ST309      Half Unit
Elementary Data Analytics

This information is for the 2021/22 session.

Teacher responsible

Prof Qiwei Yao Col.7.16

Availability

This course is available on the BSc in Accounting and Finance. This course is available as an outside option to students on other programmes where regulations permit. This course is available with permission to General Course students.

This course is available as an outside option to the students who are interested in data analytics and who have statistical background at least equivalent to ST107 or ST108. No prior knowledge in programming is required. However students who have no previous experience in R are required to take on an online pre-sessional R course from the Digital Skill Lab (https://moodle.lse.ac.uk/course/view.php?id=7022).

This course is capped at 60 for the 2019/20 session. 

This course cannot be taken with ST310 Machine Learning.

Pre-requisites

Students must have completed a statistical course at least equivalent to Quantitative Methods (Statistics) (ST107) or Statistical Methods for the Social Sciences (ST108).

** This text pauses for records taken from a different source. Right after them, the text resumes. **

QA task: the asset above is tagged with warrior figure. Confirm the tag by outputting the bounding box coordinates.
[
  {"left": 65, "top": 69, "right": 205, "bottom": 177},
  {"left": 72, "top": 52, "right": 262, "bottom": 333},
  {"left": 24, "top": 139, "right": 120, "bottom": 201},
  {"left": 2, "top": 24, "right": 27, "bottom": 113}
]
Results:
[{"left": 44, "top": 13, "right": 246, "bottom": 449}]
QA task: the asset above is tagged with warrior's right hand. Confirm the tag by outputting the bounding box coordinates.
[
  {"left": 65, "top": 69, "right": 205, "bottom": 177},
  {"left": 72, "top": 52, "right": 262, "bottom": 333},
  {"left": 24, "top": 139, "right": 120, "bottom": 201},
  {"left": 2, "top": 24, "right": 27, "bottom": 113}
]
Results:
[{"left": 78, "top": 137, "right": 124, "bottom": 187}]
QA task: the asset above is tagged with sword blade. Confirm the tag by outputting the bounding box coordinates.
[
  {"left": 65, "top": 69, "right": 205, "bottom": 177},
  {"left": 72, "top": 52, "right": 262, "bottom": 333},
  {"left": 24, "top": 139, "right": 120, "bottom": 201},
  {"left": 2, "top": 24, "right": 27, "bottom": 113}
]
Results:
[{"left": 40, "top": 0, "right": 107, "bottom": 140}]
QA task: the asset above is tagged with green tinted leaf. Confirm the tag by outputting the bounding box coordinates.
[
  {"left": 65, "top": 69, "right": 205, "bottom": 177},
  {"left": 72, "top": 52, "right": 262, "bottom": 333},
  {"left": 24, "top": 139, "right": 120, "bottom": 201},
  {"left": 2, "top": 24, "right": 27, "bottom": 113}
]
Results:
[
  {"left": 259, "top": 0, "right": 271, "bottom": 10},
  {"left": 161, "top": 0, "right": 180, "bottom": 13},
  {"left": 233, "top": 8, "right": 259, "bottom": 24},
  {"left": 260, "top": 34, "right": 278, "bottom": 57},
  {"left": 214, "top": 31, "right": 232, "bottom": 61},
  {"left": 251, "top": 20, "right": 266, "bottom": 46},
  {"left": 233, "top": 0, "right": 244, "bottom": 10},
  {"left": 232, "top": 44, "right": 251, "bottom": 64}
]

Students who have no previous experience in R are required to take on an online pre-sessional R course from the Digital Skill Lab (https://moodle.lse.ac.uk/course/view.php?id=7745).

Course content

The primary focus of this course is to help students view various problems from business, economy/finance, and social domains from a data perspective and understand the principles of extracting useful information and knowledge from data. Students will also gain the hands-on experience using R -- a programming language and software environment for data analysis and visualisation. Learning basic data analytic methods and techniques is combined with real-life examples.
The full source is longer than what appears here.